Rising interest rates will have an effect on home buyers.  For example, a qualified couple with a combined pretax income of $100,000 per year and debt obligations (excluding mortgage) of $500 who receive a mortgage rate of 5 percent could qualify for a loan of up to $590,000, assuming a 20 percent down payment.  If the interest rate were to rise to 6 percent, as analysts at Barclays Capital predict, the same couple could only qualify for a mortgage of $540,000.

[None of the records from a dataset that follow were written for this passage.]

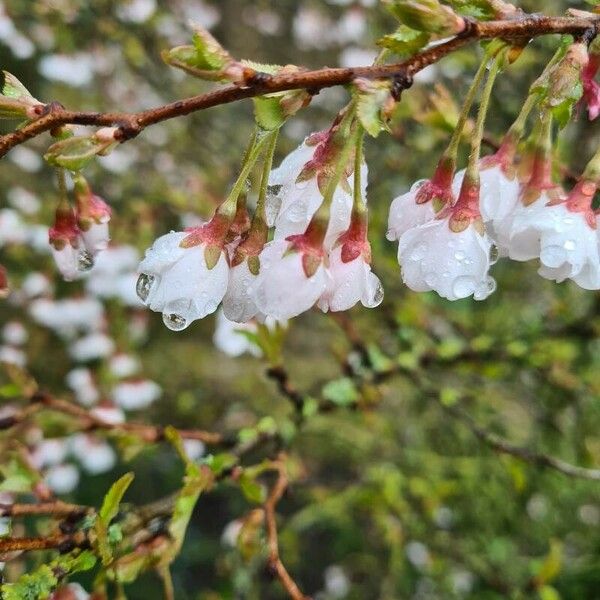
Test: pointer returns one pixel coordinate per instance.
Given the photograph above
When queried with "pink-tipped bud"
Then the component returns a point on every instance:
(93, 216)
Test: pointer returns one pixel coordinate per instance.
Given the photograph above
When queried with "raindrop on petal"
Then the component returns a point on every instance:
(175, 322)
(464, 286)
(144, 285)
(85, 261)
(553, 256)
(419, 252)
(494, 254)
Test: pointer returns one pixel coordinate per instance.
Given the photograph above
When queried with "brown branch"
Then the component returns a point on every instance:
(131, 124)
(275, 564)
(494, 441)
(149, 433)
(55, 509)
(503, 446)
(63, 542)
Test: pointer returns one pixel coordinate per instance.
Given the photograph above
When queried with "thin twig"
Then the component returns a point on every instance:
(275, 564)
(131, 124)
(149, 433)
(503, 446)
(54, 509)
(496, 442)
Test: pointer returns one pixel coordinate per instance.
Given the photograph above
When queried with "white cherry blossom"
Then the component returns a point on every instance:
(283, 290)
(453, 264)
(178, 282)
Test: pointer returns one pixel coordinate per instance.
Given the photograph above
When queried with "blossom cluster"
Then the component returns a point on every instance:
(186, 275)
(451, 230)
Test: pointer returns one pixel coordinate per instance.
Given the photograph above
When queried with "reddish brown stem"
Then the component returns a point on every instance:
(275, 564)
(131, 124)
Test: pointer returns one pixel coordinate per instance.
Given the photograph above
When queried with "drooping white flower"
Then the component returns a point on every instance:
(194, 449)
(62, 479)
(123, 365)
(14, 333)
(449, 255)
(49, 452)
(179, 282)
(351, 279)
(351, 282)
(229, 336)
(136, 395)
(406, 213)
(422, 202)
(109, 413)
(239, 304)
(300, 182)
(93, 346)
(95, 455)
(563, 235)
(291, 280)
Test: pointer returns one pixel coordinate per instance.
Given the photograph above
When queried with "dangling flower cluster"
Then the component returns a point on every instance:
(453, 228)
(79, 234)
(319, 254)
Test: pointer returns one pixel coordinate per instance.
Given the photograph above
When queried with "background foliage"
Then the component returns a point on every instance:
(392, 496)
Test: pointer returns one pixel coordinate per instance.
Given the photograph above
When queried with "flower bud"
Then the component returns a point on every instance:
(15, 100)
(205, 58)
(427, 15)
(93, 215)
(75, 153)
(563, 87)
(3, 282)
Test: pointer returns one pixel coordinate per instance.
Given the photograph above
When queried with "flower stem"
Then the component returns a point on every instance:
(473, 165)
(452, 151)
(266, 174)
(257, 143)
(358, 205)
(518, 127)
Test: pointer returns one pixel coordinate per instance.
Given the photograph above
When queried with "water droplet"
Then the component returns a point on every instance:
(485, 289)
(419, 252)
(85, 261)
(494, 254)
(553, 256)
(175, 322)
(464, 286)
(431, 279)
(418, 184)
(377, 296)
(144, 285)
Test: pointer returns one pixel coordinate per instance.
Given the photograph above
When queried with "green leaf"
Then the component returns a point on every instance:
(112, 500)
(552, 564)
(342, 392)
(76, 152)
(196, 480)
(426, 15)
(268, 112)
(16, 475)
(15, 99)
(405, 41)
(220, 463)
(39, 584)
(35, 586)
(109, 510)
(205, 58)
(252, 490)
(374, 105)
(476, 9)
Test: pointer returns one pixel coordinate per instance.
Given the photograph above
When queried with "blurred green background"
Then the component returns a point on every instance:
(392, 496)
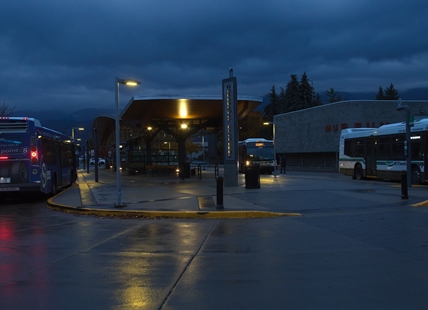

-California Association of Realtors

There is a lot of optimism in the air as we move into our selling season even though there is likely going to be a interest rate jump in April and home buyer tax credit expiration soon after.  The likely hike in rates will be because Fannie Mae and Freddie Mac will stop purchasing mortgage backed securities next month.  Also in the news is a lot of talk about what affect the next wave of foreclosures will have on prices… a wave we’ve been hearing about since last May but hasn’t showed up yet.

Santa Cruz statistics… yes January and February saw a 10% knock off the median home price for Santa Cruz county.  A similar dip happened last year when the market hit “a” bottom.  That just shows you how strong of a seasonal component we have here to our prices in Santa Cruz.